New Cuban penal code passed, endangers right to dissent
A new penal code has been passed by the Cuban parliament, which according to officials is “modernization of the country’s laws”. But the human rights groups and activists, on the contrary, have warned that this further tightens the already strict laws in Cuba on dissent.
What does the law mean?
The law that was passed by parliament of Cuba on Sunday, controls “unauthorized contacts with foreign organizations and individuals and explicitly bans foreign financing”.
President of Cuban Supreme court, Rubén Remigio Ferro has called the new law “a modern, very inclusive code”. While talking to the state television, he said that the passed code favors “prevention and education before repression while imposing sanctions with sufficient rigor against crimes that affect social peace and the stability of our nation”.
The law will come into effect after it is passed by drafting commission and then is published in the official gazette.

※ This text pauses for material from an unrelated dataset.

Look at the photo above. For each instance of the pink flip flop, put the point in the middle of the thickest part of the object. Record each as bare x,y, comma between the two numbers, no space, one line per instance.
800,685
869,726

Threat to right to dissent
The authorities in Cuba have always held an upper hand when it comes to controlling dissent in the country, which they deem as a threat or danger. In July 2021, hundreds of people were arrested for conducting protests across the island country. Many were sentenced for as long as 20 years over charges like sedition.
Journalists have always been a prime target of being jailed over raising voice by the authorities in Cuba. As a result, many independent journalists chose to leave the country.
What the new law will lead to?
The new law can impose penalties of 10 to 30 years as well as death in extreme cases on the people found guilty of providing information to international organisations, associations, and even people who are not authorized by the Cuban government. “The new code reinforces penalties for corruption, speculation and hoarding.” The age of criminal responsibility in Cuba remain at 16 years.
“With the new penal code, Cuban authorities continue to build an intricate and perverse legal regime of censorship and deal a devastating blow to independent journalists and outlets,” said Ana Cristina Núñez, the senior researcher for Latin American and the Caribbean for the New York-based Committee to Protect Journalists.